Из комнаты Петра и Марфы, споро семеня на четвереньках, выполз Митяй. Покрутил головенкой, встал на ноги, сделал несколько нетвердых шажков, снова плюхнулся на пол и устремился к Еремею, привычным способом передвигаясь. Еремей подхватил его, посадил себе на колени.
– Пошел, сынка! – радостно загыгыкал Петр. – Ножками пошел! К дедушке, гы-гы!
Митяй был ребенок-богатырь. Как есть мужики, пухлостью и рыхлостью напоминающие раскормленных младенцев, так Митяй – щекастый, мясистый, ширококостный, с шапочкой льняных кудрявых волос – напоминал уменьшенного взрослого. Однако если мужики-младенцы вызывают неприятное чувство какого-то природного нарушения, сбоя в развитии, то Митяй, напротив, всех восхищал похожестью на маленького сказочного богатыря. Родственники, знакомые, которые давно не видели Митяя или впервые его встречали, невольно расплывались в улыбке и плевали через левое плечо: «Тьфу, тьфу, чтоб не сглазить! Какой могутный паренек!»
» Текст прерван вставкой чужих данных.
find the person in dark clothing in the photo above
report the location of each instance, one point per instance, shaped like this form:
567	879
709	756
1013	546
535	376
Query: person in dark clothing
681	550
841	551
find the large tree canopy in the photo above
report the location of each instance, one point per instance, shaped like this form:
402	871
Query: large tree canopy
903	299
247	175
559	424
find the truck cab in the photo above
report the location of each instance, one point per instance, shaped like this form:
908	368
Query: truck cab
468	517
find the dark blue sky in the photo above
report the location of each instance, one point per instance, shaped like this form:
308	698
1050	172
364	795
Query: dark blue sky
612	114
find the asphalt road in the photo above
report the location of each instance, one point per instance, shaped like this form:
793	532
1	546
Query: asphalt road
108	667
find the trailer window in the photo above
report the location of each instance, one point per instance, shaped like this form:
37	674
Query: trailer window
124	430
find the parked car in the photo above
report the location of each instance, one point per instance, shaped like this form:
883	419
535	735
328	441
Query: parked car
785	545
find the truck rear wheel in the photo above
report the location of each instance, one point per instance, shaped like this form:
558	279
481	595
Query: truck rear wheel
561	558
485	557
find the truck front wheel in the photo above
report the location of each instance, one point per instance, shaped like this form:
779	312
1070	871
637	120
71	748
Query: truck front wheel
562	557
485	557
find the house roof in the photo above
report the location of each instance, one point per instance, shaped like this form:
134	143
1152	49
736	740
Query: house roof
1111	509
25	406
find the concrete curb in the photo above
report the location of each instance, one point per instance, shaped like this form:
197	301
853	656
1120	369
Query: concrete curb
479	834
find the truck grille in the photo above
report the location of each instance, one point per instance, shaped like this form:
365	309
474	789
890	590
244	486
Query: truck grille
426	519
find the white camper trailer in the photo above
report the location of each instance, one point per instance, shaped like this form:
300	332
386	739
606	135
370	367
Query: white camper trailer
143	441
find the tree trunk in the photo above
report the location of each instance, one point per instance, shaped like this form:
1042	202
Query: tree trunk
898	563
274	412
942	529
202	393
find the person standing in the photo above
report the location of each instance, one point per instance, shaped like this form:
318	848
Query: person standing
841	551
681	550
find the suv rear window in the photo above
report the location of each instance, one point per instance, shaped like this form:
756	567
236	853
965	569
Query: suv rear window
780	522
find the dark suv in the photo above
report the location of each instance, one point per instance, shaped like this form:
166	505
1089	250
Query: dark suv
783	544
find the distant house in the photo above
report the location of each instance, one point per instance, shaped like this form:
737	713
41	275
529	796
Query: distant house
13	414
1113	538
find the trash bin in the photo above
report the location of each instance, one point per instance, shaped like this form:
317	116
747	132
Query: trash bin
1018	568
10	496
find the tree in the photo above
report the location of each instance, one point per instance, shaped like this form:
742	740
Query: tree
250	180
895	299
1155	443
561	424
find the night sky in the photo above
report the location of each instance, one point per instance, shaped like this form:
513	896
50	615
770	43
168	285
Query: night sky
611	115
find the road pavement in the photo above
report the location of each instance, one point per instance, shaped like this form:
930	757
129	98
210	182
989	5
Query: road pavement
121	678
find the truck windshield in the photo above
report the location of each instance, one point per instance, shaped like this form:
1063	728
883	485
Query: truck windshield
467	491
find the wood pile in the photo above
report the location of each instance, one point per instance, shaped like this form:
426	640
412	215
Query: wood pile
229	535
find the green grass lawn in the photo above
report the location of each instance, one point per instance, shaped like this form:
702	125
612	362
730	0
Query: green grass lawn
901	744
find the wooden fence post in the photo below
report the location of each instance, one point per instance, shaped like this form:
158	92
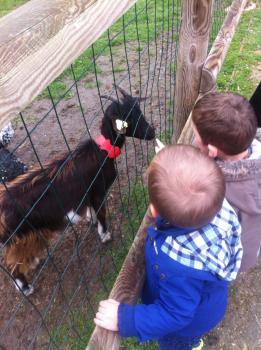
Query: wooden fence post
131	277
193	45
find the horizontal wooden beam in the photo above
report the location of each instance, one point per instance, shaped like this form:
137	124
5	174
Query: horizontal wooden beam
42	38
220	47
127	287
131	277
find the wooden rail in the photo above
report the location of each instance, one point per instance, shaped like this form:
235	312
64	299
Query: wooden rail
43	37
131	277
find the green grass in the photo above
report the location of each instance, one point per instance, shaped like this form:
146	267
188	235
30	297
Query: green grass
243	55
239	62
137	33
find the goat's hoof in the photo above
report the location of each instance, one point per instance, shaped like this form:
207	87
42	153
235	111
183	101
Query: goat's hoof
91	215
106	237
27	290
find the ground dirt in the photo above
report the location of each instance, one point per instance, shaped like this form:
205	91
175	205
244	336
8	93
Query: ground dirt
75	269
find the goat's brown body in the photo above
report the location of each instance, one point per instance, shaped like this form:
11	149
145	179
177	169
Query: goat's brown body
35	205
27	222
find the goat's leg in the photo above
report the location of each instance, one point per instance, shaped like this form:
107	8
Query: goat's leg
100	210
91	215
18	265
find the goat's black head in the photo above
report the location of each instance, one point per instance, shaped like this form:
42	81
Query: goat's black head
126	117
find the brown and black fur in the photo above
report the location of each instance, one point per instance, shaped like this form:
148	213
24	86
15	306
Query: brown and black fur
35	204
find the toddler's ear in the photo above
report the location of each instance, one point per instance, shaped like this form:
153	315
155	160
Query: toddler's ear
153	211
159	146
212	151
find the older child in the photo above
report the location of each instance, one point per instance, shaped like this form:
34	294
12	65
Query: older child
225	126
192	253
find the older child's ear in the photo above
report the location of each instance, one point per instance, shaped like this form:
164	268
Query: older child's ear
212	151
153	210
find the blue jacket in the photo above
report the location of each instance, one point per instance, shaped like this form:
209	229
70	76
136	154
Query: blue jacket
176	298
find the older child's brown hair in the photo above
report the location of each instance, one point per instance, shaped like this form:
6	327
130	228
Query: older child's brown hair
186	187
226	121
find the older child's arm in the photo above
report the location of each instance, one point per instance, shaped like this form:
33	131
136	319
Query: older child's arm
170	312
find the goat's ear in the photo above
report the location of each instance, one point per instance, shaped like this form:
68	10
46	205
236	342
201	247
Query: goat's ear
119	126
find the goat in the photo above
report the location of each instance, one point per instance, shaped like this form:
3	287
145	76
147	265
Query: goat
36	204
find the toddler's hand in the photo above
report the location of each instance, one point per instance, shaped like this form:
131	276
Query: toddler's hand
159	146
107	315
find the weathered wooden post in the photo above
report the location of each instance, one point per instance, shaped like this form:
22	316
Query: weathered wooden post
130	280
193	45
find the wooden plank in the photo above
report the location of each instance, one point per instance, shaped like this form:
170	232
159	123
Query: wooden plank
29	27
131	277
220	47
193	46
31	64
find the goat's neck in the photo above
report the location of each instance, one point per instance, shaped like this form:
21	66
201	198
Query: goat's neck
108	132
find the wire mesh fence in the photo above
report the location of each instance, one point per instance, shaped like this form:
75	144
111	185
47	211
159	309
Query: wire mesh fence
75	269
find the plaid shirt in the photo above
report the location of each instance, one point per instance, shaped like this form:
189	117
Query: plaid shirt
215	247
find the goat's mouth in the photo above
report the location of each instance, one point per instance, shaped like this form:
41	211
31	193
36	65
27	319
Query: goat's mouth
150	134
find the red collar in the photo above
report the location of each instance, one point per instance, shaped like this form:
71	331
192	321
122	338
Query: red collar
105	144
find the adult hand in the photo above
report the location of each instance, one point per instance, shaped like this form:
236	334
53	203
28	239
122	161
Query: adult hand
107	315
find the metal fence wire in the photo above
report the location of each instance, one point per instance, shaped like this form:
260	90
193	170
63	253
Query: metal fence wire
138	54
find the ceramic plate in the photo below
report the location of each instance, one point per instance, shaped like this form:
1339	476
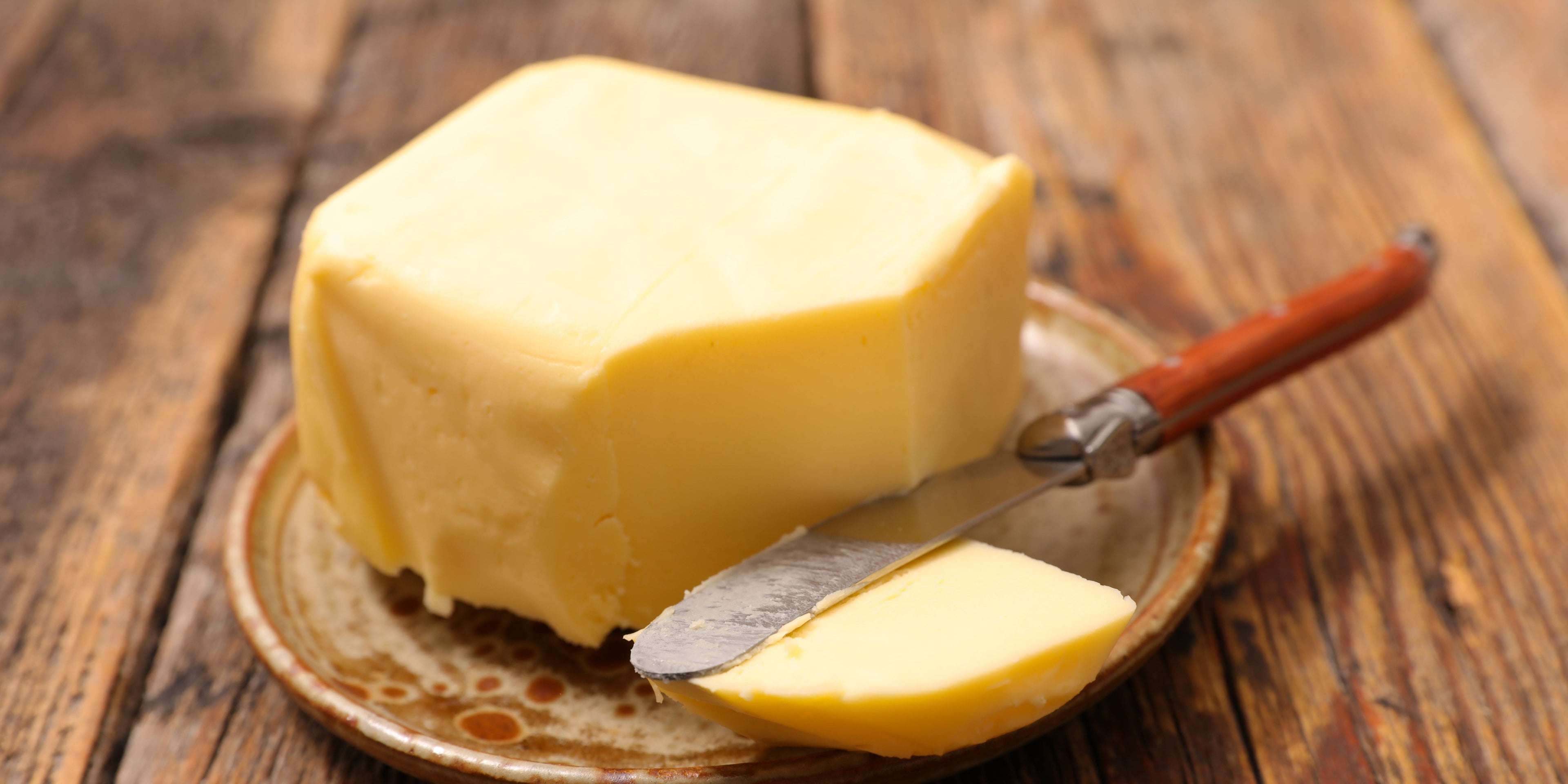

– Пошел! – передразнил брата Степан. – Ножками! А чем ышшо? – В радостные минуты Степан, давно научившийся городской речи, переходил на местный выговор. – Ладно-ка, мои робяты тоже вскорость на две конечности встанут. Посмотрим, кто кого наперегонит.
Трое растущих малышей – близнецы Ванятка и Васятка против бутуза Митяя – превратились в естественные объекты для сравнения и соревнования. В том, что за ними наблюдали, как наблюдают за участниками спортивного состязания, не было азарта болельщиков, сделавших ставки на конных бегах. Для Марфы и Прасковьи их дети были не просто двоюродными и молочными братьями – они были абсолютно родными. Степан не мог не восхищаться Митяем, который почему-то казался ему собственным слепком – будто он, Степан, таким точно был во младенчестве. Но и родных сыновей он любил до самозабвения и ловил каждое изменение, подмеченное женой. У Петра с появлением детей началось время счастливого дыхания, паническое прятание в раковинку требовалось реже, страхи сглаживались. Потому что в доме появились существа, на него похожие: беспомощные, добрые, по-своему разумные. Дети источали кислород, развеивающий затхлый воздух, в котором он так долго жил. Про кислород-газ Петр знал. Его колоссальная память хранила все сведения, прочитанные, случайно услышанные, кем-то оброненные. Эта память никому не была нужна. Годилась, только когда маме надо было что-то подсчитать в ее делах с барышником да при игре в шахматы.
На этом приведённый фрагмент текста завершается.